Thierry Michel : J’avais une caméra et une deuxième caméra d’appoint. Parfois nous tour­nions à deux camé­ras et une équipe congo­laise tour­nait aussi pour moi les contre-champs ou les regards croi­sés. Dans les moments dif­fi­ci­les - comme la recons­ti­tu­tion - nous étions à deux camé­ras et nous bas­cu­lions d’un point de vue à un autre pour avoir les réac­tions des uns et des autres.

Sur 90 heures de rush tour­nées en un an, vous avez réa­lisé 1h30 de film axé sur la tra­gé­die. Comment avez-vous fait le deuil des 89 autres heures ?
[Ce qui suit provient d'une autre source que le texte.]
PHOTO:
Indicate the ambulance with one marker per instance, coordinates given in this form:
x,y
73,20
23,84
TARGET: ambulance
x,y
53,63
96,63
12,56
Thierry Michel : C’est très dif­fi­cile, c’est par étapes. C’est tou­jours la phase un peu dépres­sive du réa­li­sa­teur mais c’est pour le bien du film. Il y a le fait qu’un film ne peut durer qu’1h30, qu’il y a une dra­ma­tur­gie, qu’il faut alter­ner les grands moments d’émotion tra­gi­que et avoir ce procès dans ses dimen­sions dra­ma­ti­ques et congo­lai­ses. Il y a des moments forts et des choses plus secondai­res. Il y a des choses que je regret­te­rai tou­jours mais je pense que le film doit arri­ver à une durée sup­por­ta­ble par un public, il doit avoir son rythme, son effi­ca­cité et sa ten­sion dra­ma­ti­que. Là où j’ai été plus faible en images parce qu’il n’y en a pas, c’est l’autop­sie. Je ne pou­vais même pas ache­ter des archi­ves. Je n’ai pas voulu en parler dans un com­men­taire qui aurait redonné un ton jour­na­lis­ti­que au film. Je vou­lais rester dans un film qui repré­sente les cou­lis­ses d’un théâ­tre du monde.

Comment jus­ti­fiez-vous l’uti­li­sa­tion d’une musi­que empa­thi­que ?

Thierry Michel : C’était un choix. On m’a déjà posé la ques­tion « Pourquoi pas une musi­que afri­caine ? »... Non, j’ai voulu uni­ver­sa­li­ser le propos. J’ai pris des cordes, des sons grin­çants. Il y a des musi­ques qui sou­tien­nent l’émotion, sur les veuves par exem­ple, et qui par­ti­ci­pent à l’empa­thie que j’ai avec elles. Il y a des musi­ques dis­tan­ciées qui vien­nent poser un regard cri­ti­que sur des moments où il faut sou­li­gner le men­songe. Je suis dans un regis­tre plus clas­si­que, un peu opéra. Il y a aussi des musi­ques iro­ni­ques qui créent un effet comi­que à plu­sieurs moments.

Après Mobutu roi du Zaïre, Congo River et Katanga Business, com­ment défi­ni­riez-vous votre regard sur le Congo et qu’essayez-vous de défen­dre avec L’affaire Chebeya ?

Thierry Michel : Je pense que c’est au spec­ta­teur de défi­nir ce que je fais. Je n’aime pas trop que le réa­li­sa­teur fasse l’exé­gèse de son propre tra­vail. Les lec­tu­res sont plu­riel­les. Les Congolais vont voir des choses, par­fois même dans le lan­gage, qu’un Belge ne verra pas. Ils vont com­pren­dre la sub­ti­lité des bas­cu­le­ments du fran­çais vers le swa­hili, le chi­luba ou le lin­gala. J’essaie tou­jours de faire des films où je ne donne pas de leçon, où je ne dis pas le bien du mal, où j’essaie de poin­ter les grands moments de vérité pour que le spec­ta­teur puisse faire son propre che­mi­ne­ment et son propre juge­ment. Il y a le ver­dict que le tri­bu­nal a fait qui est une vérité judi­ciaire mais ce n’est qu’une demi-vérité. La vérité ultime, comme disait Démocrite, est au fond du puits et le puits d’un crime d’état est un puits très pro­fond. Néanmoins je pense qu’à tra­vers ce film, chaque spec­ta­teur se fait son propre ver­dict en son âme et cons­cience .

Il vous est sou­vent arrivé de ne pas être sélec­tionné dans cer­tai­nes com­pé­ti­tions parce que vous étiez Belge et non Congolais. Qu’en dites-vous aujourd’hui ?

Thierry Michel : Oh, il y a cette vieille ques­tion... Dans un débat où se posait à nou­veau cette ques­tion de la légi­ti­mité du Blanc qui filme les Noirs, un oppo­sant congo­lais his­to­ri­que a dit : « La ques­tion de la cou­leur de peau de Thierry Michel n’est pas un pro­blème, il suffit d’aller ache­ter du cirage pour résou­dre la ques­tion très rapi­de­ment. Il a le cou­rage de le faire, il tra­vaille avec nous, il tra­vaille pour nous, arrê­tons ces que­rel­les cor­po­ra­tis­tes ».